Looking forward, I can already imagine a few strong candidates for next year's shortlist: The Preacher by Camilla Lackberg, translated by Steven T. Murray (reviews here at Euro Crime, Reading Matters and Nordic Bookblog); The Water's Edge by Karin Fossum, translated by Charlotte Barslund; and Library of Shadows by Mikkel Birkegaard, translated by Tiina Nunally. (Strangely, these are all Scandinavian!)
 
Some posts about the 2009 International Dagger awards:

Lying for a Living by Meg Gardiner, MC for the awards evening (lovely pictures).
Euro Crime blog
Crime Scraps: Fred Vargas wins again!
Discussion at Friend Feed.
Mysteries in Paradise: I am not always right.
Scandinavian crime fiction: c'est dommage.
It's a Crime…or a mystery.
Confessions of an Idiosyncratic Mind.
Mystery Fanfare.

2 thoughts on “Vargas wins International Dagger 2009

  1. As I just wrote on Norman´s blog, I have almost decided I have to read Vargas´ book though I don´t pay much attention to award winners as a rule. I have heard a lot about her books recently, however, and of course all the fuss over the award has made me curious.

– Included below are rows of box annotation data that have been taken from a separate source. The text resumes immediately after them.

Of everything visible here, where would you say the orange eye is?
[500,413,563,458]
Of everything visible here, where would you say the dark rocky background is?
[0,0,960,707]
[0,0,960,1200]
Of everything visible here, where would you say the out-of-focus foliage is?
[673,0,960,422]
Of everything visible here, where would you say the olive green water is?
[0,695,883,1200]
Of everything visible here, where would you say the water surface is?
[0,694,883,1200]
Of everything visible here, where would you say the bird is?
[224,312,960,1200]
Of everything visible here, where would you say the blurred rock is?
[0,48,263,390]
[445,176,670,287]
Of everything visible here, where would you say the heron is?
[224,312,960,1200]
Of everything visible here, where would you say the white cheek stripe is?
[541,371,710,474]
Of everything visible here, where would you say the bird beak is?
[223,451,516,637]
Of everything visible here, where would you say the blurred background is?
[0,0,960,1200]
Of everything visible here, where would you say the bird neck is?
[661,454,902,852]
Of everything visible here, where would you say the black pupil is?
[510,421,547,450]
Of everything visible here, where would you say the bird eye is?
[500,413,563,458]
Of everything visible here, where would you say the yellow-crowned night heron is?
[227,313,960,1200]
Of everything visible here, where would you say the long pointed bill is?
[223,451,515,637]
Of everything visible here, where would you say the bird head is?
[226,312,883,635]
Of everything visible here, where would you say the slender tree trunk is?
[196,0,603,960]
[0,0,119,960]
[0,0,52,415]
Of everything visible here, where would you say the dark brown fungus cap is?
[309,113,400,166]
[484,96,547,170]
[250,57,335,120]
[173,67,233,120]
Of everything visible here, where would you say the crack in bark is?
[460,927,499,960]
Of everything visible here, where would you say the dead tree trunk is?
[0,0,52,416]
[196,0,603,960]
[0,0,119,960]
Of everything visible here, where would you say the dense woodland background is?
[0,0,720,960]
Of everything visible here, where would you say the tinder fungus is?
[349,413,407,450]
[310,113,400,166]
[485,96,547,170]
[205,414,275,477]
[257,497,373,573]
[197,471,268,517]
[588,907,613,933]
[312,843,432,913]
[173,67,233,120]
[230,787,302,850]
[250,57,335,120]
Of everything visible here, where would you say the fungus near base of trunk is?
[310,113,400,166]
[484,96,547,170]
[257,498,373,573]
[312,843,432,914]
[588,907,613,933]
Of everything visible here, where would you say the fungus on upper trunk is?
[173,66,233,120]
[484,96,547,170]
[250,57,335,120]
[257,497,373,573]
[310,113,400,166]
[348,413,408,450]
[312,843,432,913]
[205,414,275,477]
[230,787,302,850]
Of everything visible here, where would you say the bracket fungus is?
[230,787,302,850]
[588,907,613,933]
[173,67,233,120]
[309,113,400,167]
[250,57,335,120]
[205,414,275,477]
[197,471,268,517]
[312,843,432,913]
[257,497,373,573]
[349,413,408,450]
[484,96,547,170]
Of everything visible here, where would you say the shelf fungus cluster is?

  2. Two things surprised me about this year’s International Award –
    1. This is a book originally published in 1999, the first book in a multiple award winning series. Really, what’s the point of a contest where you can stack past results of yesteryear’s champions against fresh contestants?
    2. The split of the prize money was changed. In the three earlier years, the translator received 1:6 of the total. Now he get’s 1:3. What are they trying to say – that “international” writers are even more inferior than we thought?